Updated: 23-Oct-2000 Ministerial Communiqus


May 1963

Final Communiqué

Chairman : Mr. D. U. Stikker.


Berlin - Cuba - Laos - Disarmament - Political Consultation - Organization of nuclear forces assigned to SACEUR - Balance between conventional and nuclear arms - Defence problems of Greece.

  1. The North Atlantic Council met in Ministerial Session in Ottawa from 22nd to 24th May, '963.

  2. In their review of the international situation, Ministers emphasized that in the world of today peace is indivisible. The enduring character of the North Atlantic Alliance, founded on the principles of interdependence and common defence, constitues a basic guarantee for the maintenance of peace.

  3. The Council noted with regret that the Soviet Union had so far shown little interest in seeking equitable solutions for outstanding problems.

  4. With regard to Germany and Berlin, the threat has not dis- appeared. Thanks to the firm attitude maintained by the West, however, developments detrimental to the interests of Berlin and the Alliance have been effectively discouraged. In this connection, the Alliance abides by the terms of its Declaration of 16th December, 1958 on Berlin.

  5. Outside the Treaty area too, tensions and difficulties continue to exist which have a profound effect on the Alliance. Soviet military personnel remain in Cuba; and the situation there, with its repercussions in the region generally, still gives cause for concern. Ministers also expressed their disquiet over recent events in Laos, and stressed the importance of sustained efforts to secure respect for the Geneva Agreements.

  6. Ministers reaffirmed the importance, in building a peaceful world, of progress towards general and complete disarmament by stages and under effective international control. In this connection, they noted that agreement in principle had been reached between the United States and the USSR on measures to improve communications designed to reduce the risk of war by accident or miscalculation. They expressed the hope that the Soviet Union's attitude would evolve sufficiently to permit genuine progress to be made on key disarmament questions.

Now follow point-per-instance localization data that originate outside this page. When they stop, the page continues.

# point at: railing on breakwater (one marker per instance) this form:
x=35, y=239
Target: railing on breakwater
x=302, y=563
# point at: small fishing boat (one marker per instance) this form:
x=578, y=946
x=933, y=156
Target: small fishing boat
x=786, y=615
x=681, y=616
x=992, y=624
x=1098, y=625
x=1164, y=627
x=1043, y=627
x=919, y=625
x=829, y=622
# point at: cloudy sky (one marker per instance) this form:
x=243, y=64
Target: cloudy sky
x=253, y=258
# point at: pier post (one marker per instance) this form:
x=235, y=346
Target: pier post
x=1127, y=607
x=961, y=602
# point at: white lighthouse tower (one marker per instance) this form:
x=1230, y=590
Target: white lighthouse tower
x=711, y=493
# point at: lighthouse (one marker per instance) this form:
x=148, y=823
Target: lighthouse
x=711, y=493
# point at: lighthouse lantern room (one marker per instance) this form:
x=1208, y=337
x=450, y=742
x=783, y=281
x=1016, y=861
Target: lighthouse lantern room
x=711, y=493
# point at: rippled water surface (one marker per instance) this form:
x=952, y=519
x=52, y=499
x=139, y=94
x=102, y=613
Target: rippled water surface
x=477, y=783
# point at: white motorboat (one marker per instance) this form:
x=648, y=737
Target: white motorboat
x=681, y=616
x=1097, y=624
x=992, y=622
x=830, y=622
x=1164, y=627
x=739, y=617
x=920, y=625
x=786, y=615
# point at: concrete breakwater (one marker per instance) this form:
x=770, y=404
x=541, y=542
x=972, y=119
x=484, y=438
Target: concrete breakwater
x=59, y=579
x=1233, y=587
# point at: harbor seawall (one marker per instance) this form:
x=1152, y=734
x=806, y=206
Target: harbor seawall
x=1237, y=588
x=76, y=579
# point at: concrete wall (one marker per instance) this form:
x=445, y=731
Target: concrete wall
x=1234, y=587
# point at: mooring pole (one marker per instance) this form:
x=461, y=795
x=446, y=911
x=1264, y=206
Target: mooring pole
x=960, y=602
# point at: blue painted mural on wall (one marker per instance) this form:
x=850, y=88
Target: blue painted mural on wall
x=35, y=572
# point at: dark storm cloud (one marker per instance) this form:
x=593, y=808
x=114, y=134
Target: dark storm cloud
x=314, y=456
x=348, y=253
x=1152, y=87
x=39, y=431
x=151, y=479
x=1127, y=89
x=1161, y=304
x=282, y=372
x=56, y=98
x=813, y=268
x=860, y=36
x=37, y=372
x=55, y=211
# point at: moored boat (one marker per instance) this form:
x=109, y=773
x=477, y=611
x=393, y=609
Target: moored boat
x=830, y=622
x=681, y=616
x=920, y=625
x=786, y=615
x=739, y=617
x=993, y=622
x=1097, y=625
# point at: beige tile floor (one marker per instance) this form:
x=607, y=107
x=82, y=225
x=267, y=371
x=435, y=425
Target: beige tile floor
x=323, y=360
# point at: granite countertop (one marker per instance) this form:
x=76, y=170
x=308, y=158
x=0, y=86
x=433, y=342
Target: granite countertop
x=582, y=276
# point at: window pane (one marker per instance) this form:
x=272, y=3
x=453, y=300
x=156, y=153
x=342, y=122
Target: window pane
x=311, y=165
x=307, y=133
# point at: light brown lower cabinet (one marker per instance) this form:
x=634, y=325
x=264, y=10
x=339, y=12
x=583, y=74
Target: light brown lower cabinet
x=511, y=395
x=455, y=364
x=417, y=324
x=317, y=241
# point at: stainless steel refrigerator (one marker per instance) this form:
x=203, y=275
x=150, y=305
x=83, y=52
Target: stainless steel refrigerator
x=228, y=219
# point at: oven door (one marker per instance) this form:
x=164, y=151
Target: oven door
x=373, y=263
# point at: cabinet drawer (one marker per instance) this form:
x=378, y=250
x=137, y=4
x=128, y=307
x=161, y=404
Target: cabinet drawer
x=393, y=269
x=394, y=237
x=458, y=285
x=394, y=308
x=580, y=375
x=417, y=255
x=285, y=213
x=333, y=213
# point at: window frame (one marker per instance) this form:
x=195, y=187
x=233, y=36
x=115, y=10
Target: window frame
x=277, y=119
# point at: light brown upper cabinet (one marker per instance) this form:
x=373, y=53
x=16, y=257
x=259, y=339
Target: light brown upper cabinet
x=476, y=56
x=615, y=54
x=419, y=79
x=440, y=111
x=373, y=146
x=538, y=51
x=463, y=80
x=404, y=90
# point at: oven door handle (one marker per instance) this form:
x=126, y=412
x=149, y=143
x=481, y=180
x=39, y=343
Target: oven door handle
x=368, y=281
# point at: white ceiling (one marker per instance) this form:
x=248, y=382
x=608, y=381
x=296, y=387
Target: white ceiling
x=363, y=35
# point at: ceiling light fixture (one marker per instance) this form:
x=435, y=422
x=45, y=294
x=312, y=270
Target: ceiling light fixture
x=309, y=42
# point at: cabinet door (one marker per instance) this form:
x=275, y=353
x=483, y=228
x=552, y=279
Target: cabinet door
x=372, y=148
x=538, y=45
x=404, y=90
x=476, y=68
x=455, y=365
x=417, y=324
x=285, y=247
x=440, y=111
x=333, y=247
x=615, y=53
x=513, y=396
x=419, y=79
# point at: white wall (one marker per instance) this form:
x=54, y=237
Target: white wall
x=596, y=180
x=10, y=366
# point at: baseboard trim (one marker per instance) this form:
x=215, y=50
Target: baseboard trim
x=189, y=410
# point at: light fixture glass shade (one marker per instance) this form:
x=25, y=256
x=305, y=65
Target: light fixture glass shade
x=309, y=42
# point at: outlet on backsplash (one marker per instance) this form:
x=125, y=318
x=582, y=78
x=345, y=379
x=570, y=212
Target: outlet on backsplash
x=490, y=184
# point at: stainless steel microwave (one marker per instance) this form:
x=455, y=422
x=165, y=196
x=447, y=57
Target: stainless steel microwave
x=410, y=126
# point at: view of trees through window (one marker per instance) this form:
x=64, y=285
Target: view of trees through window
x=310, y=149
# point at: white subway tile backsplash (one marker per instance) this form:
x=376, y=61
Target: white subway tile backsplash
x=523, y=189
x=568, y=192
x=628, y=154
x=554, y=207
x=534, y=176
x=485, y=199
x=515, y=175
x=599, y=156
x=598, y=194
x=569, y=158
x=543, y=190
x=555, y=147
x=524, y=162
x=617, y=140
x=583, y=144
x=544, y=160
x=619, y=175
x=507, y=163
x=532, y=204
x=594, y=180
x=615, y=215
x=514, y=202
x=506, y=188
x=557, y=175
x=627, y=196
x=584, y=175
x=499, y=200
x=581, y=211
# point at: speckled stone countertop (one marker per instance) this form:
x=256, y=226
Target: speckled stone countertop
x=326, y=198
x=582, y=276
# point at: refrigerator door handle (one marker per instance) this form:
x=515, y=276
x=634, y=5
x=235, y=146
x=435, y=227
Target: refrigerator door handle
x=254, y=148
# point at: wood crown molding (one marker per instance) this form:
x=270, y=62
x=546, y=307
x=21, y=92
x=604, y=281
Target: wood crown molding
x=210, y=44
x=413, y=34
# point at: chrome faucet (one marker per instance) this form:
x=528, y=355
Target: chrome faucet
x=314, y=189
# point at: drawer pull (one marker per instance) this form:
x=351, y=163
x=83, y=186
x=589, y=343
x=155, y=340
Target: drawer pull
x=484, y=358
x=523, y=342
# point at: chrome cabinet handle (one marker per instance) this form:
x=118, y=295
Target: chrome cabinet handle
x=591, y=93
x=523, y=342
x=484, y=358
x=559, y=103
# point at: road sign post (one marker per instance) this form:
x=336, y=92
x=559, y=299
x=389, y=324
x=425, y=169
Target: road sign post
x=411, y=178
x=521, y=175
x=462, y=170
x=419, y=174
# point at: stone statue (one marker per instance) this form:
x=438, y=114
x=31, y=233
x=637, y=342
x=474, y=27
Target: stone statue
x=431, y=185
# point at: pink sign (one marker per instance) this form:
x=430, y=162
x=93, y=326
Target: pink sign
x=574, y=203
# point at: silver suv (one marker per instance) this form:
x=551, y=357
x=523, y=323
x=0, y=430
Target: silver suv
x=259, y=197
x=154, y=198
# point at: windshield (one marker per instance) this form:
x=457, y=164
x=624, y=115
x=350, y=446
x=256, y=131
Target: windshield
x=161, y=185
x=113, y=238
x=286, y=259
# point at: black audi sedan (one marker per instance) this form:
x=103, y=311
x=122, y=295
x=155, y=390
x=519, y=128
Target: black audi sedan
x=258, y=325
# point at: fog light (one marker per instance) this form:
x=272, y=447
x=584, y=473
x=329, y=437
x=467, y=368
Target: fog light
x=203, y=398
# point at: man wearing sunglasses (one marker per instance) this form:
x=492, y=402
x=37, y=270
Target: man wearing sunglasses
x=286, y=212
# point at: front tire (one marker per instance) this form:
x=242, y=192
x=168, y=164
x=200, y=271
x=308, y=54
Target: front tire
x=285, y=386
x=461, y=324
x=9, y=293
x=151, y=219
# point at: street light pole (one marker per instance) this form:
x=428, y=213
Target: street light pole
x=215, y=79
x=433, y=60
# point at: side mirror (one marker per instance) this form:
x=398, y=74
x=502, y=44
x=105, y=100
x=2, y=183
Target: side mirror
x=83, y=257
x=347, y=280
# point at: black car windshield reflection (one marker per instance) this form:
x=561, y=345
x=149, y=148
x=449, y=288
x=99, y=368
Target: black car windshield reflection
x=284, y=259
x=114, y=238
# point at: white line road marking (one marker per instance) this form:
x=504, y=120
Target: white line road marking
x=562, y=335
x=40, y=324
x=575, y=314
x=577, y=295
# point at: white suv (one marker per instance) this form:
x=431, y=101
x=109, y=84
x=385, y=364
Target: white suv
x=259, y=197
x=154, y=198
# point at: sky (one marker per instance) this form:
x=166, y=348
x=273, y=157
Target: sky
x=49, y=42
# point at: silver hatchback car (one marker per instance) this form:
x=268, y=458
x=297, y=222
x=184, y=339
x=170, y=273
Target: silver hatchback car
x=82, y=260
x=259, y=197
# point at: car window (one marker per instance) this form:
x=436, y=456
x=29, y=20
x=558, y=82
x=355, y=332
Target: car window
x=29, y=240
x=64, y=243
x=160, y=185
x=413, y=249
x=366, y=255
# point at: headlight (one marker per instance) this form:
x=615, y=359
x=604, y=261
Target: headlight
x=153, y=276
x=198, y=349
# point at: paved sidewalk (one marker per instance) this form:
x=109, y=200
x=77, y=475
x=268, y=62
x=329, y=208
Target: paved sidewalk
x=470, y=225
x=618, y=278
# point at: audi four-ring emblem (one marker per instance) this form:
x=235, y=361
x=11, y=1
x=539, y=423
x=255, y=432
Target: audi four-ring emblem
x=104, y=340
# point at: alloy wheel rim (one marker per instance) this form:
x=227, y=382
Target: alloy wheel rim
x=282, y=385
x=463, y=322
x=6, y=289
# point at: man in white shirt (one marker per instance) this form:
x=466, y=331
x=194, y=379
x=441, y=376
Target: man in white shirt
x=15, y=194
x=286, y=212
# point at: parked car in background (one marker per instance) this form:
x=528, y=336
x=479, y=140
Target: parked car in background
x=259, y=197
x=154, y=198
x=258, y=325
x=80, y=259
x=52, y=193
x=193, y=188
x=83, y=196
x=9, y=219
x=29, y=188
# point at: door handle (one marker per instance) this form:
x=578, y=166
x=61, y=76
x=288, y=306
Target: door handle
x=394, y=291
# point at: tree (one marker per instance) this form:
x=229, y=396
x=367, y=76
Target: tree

  7. The growing scope and complexity of the problems facing the Alliance make it imperative for the Council to ensure that its political consultations are as prompt and effective as they can be made. Ministers noted the progress already achieved in this direction and expressed their determination to secure still further improvements.

  8. Ministers discussed NATO defence policy and approved the steps taken to organize the nuclear forces assigned or to be assigned to the Supreme Allied Commander Europe (SACEUR).

    These include notably:

    1. assignment of the United Kingdom V-bomber force and three United States Polaris submarines to SACEUR;

    2. establishment by SACEUR on his staff of a Deputy respon- sible to him for nuclear affairs;

    3. arrangements for broader participation by officers of NATO member countries in nuclear activities in Allied Command Europe and in co-ordination of operational planning at Omaha;

    4. fuller information to national authorities, both political and military.

    Ministers welcomed these measures to increase the effectiveness of the nuclear capability at the disposal of the Alliance and to improve co-ordination and control of its nuclear deterrent forces.

  9. Ministers recognized the need to achieve a satisfactory balance between nuclear and conventional arms. They directed the Council in Permanent Session to undertake, with the advice of the NATO military authorities, further studies of the inter-related questions of strategy, force requirements and the resources available to meet them.

  10. The Council noted progress made in the implementation of earlier resolutions concerning the defence problems of Greece and reaffirmed its interest in the effective application of these resolutions.

  11. The North Atlantic Alliance seeks peace. It deplores the diversion into the military field of resources which might be used for the betterment of mankind, and in particular for increased efforts to raise living standards in developing countries. But the Free World remains faced with a continuing threat and the members of the North Atlantic Alliance have both the right and the duty to protect their freedom and independence.

  12. The next Ministerial Meeting will be held in Paris in December 1963.